Tip for December 2017

Do Not Give Advice When Declining to Represent a Prospective Client

When declining to take on a prospective client's legal matter, some lawyers want to provide at least some assistance to the individual. Some lawyers might want to provide an opinion about the client's legal matter. Either of these impulses should be resisted and no advice of any kind should be given to the rejected prospective client. In Togstad v. Vesely, Otto, Miller & Keefe, 291 N.W.2d 686 (Minn. 1980), a lawyer turned down a wrongful death case after a 45 minute consultation and commented to the prospective client that the case was not worth pursuing. The lawyer did not mention of statute of limitations or suggest that the prospective client consult with another attorney if he wanted to pursue the case further.

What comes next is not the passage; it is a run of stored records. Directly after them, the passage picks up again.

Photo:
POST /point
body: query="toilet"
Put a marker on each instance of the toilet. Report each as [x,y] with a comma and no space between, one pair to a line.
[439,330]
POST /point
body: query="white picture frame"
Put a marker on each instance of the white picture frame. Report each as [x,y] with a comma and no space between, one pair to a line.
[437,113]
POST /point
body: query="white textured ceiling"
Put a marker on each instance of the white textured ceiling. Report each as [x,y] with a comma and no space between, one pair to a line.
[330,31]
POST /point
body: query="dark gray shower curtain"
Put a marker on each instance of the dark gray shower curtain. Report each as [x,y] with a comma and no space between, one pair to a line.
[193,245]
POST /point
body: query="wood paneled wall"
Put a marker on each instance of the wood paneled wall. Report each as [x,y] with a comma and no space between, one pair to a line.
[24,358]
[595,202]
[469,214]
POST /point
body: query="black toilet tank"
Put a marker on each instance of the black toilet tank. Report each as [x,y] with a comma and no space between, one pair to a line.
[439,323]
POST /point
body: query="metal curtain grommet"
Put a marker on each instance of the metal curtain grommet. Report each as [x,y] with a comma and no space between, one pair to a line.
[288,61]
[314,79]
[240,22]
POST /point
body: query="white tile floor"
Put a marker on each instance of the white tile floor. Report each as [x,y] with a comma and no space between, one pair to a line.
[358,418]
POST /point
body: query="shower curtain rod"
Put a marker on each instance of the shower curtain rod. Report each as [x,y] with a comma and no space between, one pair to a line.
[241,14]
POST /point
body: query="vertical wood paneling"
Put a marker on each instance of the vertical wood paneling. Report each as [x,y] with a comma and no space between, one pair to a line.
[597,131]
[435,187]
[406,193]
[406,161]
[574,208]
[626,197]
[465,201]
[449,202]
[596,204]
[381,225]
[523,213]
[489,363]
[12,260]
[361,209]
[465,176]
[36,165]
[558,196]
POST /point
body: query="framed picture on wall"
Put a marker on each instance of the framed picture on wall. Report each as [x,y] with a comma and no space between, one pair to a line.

Relying on the lawyer's opinion that the case was not worth pursuing, the rejected client took no action until after the statute of limitations had passed. Represented by another attorney, the individual sued the first attorney for malpractice based on his advice that the case was not worth pursuing. The jury agreed that the case was worth pursuing, that the lawyer's advice was erroneous, and that the client would have recovered in that case amounts totaling about $649,500, which was the amount of damages in the legal malpractice case. When turning down the representation of a prospective client, do not give in to the impulse to provide any legal advice or opinion to the rejected prospective client. Say nothing more than that the matter will become time barred by the statute of limitations and that the prospective client should immediately consult with another attorney if the client wants to pursue the case further.